How a Unique 12-Digit Code Can Uproot Corruption in India


By virtue of an executive order, the Central Government of India created the Unique Identification Authority of India (UIDAI) in February 2009. UIDAI will be headed by a director-general carrying the rank of a cabinet and will be supervised by the Planning Commission. UIDAI was established to implement the Aadhaar scheme. All the residents of India will be issued a 12-digit unique identification number.

UIDAI was tasked to gather multimodal biometrics of residents - photographs, fingerprints and iris scan. The information will be the basis of an ambitious identification database. UIDAI uses a technology that can enroll millions of data every day at 99.99% accuracy. The robust system uses an open and scalable model.

Over the past decades, social welfare was India’s way of fighting poverty. The program has guaranteed jobs for the poor residents of Indian villages at an average daily wage of $60. However, out of the 1.2 billion people in India, only 200 million of them have driver’s license. The rest go about without any valid ID. This situation is the groundwork for the rampant frauds in India. Through the help of Infosys co-founder Nandan Nilekani, a robust, government-backed identification system is being helmed. Its success will be the first of its kind in the world - one that is fully verifiable online. To date, UIDAI has issued more than 450 million ID which can be used at anytime, especially for travel.

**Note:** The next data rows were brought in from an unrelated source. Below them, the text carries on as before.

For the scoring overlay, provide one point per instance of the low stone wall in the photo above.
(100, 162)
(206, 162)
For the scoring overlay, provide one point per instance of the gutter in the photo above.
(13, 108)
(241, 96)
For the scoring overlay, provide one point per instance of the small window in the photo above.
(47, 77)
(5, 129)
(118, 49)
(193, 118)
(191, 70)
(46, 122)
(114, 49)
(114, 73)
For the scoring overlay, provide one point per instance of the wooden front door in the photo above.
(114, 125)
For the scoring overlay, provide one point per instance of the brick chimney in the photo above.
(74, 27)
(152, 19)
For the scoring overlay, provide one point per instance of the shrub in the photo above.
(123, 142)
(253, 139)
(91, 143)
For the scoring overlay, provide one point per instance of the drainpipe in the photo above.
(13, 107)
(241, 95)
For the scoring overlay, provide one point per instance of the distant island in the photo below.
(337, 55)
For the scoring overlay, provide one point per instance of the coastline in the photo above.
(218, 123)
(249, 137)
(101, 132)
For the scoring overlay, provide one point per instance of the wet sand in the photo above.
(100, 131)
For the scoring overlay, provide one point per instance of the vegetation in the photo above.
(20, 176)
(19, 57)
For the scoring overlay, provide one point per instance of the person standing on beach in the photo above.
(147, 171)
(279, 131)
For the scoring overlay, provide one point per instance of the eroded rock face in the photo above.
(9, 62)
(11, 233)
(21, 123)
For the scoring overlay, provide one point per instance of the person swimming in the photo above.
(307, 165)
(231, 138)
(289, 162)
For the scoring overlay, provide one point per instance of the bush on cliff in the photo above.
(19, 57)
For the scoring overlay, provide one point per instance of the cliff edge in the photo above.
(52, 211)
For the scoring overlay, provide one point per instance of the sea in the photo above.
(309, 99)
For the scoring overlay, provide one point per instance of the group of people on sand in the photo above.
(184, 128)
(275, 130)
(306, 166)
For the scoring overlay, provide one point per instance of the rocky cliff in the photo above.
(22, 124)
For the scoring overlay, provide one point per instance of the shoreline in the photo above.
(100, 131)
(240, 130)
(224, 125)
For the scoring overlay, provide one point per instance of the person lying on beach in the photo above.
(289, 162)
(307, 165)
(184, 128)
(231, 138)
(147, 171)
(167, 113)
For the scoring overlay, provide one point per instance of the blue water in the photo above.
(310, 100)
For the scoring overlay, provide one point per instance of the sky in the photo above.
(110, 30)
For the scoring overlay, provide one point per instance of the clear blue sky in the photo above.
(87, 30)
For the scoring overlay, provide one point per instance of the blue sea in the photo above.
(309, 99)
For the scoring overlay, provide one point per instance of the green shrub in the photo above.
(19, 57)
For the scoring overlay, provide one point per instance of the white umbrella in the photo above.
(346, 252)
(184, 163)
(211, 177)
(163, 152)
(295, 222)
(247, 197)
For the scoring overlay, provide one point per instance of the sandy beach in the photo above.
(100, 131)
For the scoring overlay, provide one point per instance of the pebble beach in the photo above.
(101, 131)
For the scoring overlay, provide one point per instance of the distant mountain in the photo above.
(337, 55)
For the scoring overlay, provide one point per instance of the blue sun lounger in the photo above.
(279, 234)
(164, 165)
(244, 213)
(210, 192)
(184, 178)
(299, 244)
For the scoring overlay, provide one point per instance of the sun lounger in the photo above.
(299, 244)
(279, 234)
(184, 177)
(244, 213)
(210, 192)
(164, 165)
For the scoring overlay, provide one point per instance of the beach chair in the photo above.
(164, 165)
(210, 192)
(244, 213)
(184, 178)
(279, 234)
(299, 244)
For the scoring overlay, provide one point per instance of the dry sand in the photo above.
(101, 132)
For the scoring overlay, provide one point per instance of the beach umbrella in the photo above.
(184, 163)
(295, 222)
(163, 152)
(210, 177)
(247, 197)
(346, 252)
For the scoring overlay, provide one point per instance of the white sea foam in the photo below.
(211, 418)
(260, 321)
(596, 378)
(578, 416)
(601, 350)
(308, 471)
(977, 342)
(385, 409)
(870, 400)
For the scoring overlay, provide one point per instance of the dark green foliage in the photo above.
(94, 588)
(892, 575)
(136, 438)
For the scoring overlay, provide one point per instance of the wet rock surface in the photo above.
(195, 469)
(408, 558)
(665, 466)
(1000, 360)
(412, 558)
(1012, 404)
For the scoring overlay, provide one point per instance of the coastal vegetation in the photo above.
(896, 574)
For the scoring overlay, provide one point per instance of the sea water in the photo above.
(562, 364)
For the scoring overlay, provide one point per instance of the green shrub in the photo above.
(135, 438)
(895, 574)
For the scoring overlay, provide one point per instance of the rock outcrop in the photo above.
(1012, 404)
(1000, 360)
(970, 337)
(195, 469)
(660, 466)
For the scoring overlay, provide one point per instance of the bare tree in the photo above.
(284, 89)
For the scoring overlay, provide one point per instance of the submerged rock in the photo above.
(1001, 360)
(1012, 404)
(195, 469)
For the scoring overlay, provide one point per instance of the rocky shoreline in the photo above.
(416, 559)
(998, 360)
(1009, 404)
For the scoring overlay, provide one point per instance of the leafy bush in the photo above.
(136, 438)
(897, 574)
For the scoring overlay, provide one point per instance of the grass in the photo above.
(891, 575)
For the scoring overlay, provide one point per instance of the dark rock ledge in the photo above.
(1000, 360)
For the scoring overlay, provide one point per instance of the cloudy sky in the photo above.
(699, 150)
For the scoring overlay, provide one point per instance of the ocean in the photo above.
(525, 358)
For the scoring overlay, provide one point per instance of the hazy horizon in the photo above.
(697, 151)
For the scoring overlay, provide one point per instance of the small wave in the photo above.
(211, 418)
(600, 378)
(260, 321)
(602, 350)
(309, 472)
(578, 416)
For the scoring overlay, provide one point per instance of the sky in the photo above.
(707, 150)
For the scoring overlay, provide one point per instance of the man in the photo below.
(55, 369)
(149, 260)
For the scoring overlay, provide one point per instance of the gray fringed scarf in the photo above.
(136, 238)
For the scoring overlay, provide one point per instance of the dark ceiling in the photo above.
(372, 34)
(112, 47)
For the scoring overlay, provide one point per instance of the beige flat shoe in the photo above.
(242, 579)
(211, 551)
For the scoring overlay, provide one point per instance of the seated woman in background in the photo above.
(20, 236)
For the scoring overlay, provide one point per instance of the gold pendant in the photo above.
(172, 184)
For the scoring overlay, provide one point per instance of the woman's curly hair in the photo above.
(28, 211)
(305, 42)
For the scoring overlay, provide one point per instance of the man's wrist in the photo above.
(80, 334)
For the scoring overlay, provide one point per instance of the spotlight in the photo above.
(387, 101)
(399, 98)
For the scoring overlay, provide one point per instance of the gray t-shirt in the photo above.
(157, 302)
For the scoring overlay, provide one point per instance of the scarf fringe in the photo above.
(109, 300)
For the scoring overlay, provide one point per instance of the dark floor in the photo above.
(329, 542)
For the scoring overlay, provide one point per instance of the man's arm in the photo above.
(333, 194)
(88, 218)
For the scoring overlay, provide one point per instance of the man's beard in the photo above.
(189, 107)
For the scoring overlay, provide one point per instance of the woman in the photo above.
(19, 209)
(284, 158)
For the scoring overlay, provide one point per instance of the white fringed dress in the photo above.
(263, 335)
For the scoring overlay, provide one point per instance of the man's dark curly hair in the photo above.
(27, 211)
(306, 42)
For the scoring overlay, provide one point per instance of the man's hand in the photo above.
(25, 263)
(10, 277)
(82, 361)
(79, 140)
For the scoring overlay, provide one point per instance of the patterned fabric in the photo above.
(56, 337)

Those who have been enrolled in the program had their fingerprints taken and irises scanned, and have been issued their unique 12-digit code - scheme that proved helpful to a country with high illiteracy rate. The code is ready to be connected to a bank account. Their earnings are confirmed through a text message. Their money need not be skimmed or picked up. Instead, the ID user can proceed to an UID-recognized business to have their fingerprints scanned. Through the UID, the users are paid the exact amount that they earned rather than just a fraction of their earnings reaching their wallets.